Some users of social networks blatantly violate any and all rules of safe use of social media. They operate with a denial complex.
- “Of the millions of people using social media, no one is going to pick me as their next victim.”
- “Let someone try to get me. I can take care of myself.”
- “I only allow close friends and relatives into my social media site.”
For some unknown reason, these individuals feel they are invulnerable. Perhaps they have never been attacked or had property stolen in the past. So why should anything change now? Throwing caution to the wind they provide all sorts of personal and potentially dangerous information about themselves:
- List street address, city, state, and Zip code in their social media profile.
- List employer, job title, and even work schedule (the latter by posting just before leaving for work and again right after returning).
- Post pictures of their home on social media sites. This provides criminals with location of doors and windows. Shrubbery where they can hide if necessary.
- Post pictures of their possessions. A new car in the garage or driveway, a recently acquired work of art with other items of interest as background in the picture.
- Posting times when the home will be vacant—going on vacation, going to a movie, sporting event, night on the town, etc.
While limiting access to close friends and relatives may seem safe, a user cannot be certain that one of those friends or relatives didn’t decide to “share” the information by reposting it to their friends and relatives? “I really envy Sally Smith. She’s going to a taping of Oprah on Wednesday and then she’s going shopping for her daughter’s prom dress.”
The subtle violations are the hardest to correct. In many cases, they provide indirect information to criminals cruising along the social media superhighway.
- Photos of children at school events with the name of the school prominently visible in the picture.
- Photo of residence with a readable address near the front door.
- Casual mention of a special event the user or a family member may be attending.
- Mentioning an upcoming visit from a family member or friend. (This can place the family member or friend at risk.)
Many people believe a criminal will not go through the trouble of connecting the dots and then collecting the additional information necessary to break in, steal, vandalize, or otherwise victimize a person.
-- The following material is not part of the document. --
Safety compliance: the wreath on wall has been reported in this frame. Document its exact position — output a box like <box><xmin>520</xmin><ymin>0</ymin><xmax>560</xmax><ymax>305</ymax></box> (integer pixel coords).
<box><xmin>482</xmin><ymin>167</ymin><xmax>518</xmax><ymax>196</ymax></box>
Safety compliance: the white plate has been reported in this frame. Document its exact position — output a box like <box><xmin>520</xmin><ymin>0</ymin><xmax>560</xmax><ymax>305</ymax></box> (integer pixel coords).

This may be true for amateur or novice criminals, but an experienced and successful criminal knows all the things to look for and how to get the additional information for a successful criminal operation.
Is it possible to use social media in such a way that one can be both safe and social? No one is 100% safe all the time. Just as nearly every driver on the road has exceeded the speed limit sometime during a long journey, everyone is likely to drop an inappropriate piece of information occasionally. Becoming aware that a problem exists can make a person more vigilant, whether they suffer from “lead foot on the road” or posting information about an upcoming event they plan to attend.
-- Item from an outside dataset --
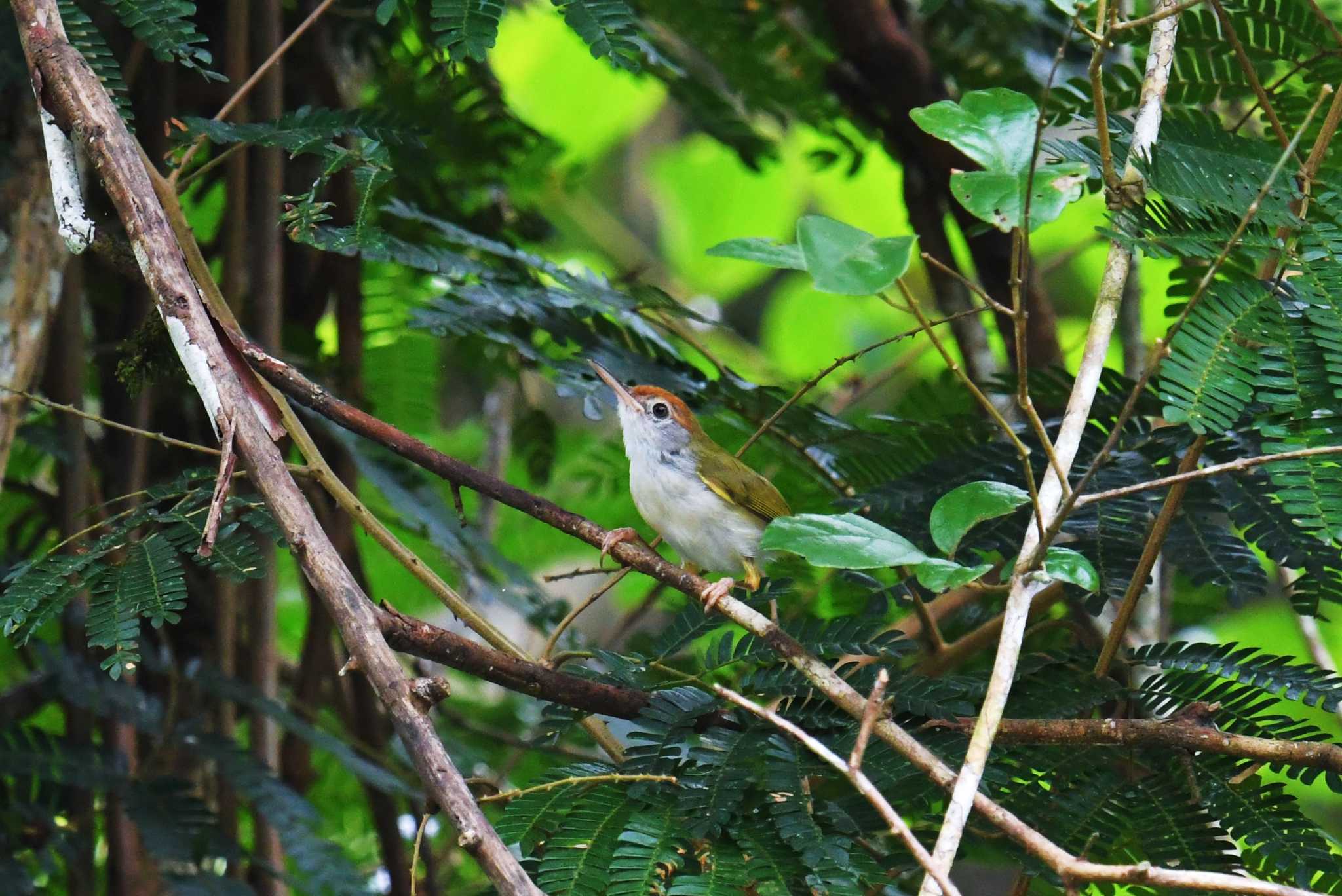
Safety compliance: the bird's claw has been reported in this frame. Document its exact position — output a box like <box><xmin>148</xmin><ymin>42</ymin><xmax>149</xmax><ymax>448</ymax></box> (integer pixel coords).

Instead of posting something like: “My daughter Mary will be representing Woods High School in the Hill County Regional Gymnastics Tournament this Saturday morning.” Try making things a bit more generic. “Mary is going to be competing in a tournament this weekend.” Friends and relatives know the name of Mary’s school and that she is a gymnast. A stranger would not know this and would have greater difficulty obtaining the information necessary for the successful completion of a criminal act.
- Keep detailed information off the social network.
- No street addresses.
- Post vacation photos after returning home—not while 3,000 miles away from home.
- Don’t post pictures of the new car in the driveway with a plainly visible street address.
Carpenters have a saying: Measure twice. Cut once. Think twice before hitting the “Share” button. By using a little common sense most blatant and subtle violations of social media safety could be eliminated. With a little forethought, social media can still be social and safe.